The third asset, the training code, shows you what ML.NET API code was used by the CLI to train the generated model, so you can retrain your model and investigate and iterate on which specific trainer/algorithm and hyperparameters were selected by the CLI and AutoML under the covers.
Understanding the quality of the model
When you generate a 'best model' with the CLI tool, you see quality metrics (such as accuracy and R-Squared) as appropriate for the ML task you're targeting.

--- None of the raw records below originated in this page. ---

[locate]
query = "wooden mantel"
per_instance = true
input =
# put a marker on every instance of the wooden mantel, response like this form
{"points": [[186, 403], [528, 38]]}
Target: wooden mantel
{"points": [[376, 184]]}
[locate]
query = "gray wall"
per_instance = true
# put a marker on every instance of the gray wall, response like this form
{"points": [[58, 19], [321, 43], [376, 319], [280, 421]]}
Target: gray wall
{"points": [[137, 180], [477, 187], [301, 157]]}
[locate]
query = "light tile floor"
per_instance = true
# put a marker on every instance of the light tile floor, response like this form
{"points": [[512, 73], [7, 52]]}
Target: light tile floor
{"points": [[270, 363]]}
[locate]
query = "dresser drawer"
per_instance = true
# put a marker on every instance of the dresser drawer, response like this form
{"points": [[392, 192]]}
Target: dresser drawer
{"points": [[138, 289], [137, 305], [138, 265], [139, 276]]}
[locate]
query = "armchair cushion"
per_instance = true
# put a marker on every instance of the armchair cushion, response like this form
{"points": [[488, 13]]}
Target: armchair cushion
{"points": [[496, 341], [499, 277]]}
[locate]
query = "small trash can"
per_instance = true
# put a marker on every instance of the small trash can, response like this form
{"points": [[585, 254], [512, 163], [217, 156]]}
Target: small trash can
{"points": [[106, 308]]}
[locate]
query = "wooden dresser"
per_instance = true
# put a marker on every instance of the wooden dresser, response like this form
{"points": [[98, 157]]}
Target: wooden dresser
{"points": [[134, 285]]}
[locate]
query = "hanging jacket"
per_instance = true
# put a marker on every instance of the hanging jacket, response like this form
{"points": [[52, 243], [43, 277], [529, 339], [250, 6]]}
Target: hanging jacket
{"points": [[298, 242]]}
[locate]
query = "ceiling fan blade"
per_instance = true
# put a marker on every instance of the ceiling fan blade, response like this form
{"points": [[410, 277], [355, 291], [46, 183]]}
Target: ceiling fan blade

Here those metrics are summarized grouped by ML task so you can understand the quality of your auto-generated 'best model'.
Metrics for Classification models
The following displays the classification metrics list for the top five models found by the CLI:
Accuracy is a popular metric for classification problems, however accuracy isn't always the best metric to select the best model from as explained in the following references. There are cases where you need to evaluate the quality of your model with additional metrics.
To explore and understand the metrics that are output by the CLI, see Evaluation metrics for classification.
Metrics for Regression and Recommendation models
A regression model fits the data well if the differences between the observed values and the model's predicted values are small and unbiased. Regression can be evaluated with certain metrics.
You'll see a similar list of metrics for the best top five quality models found by the CLI. In this particular case related to a regression ML task:
To explore and understand the metrics that are output by the CLI, see Evaluation metrics for regression.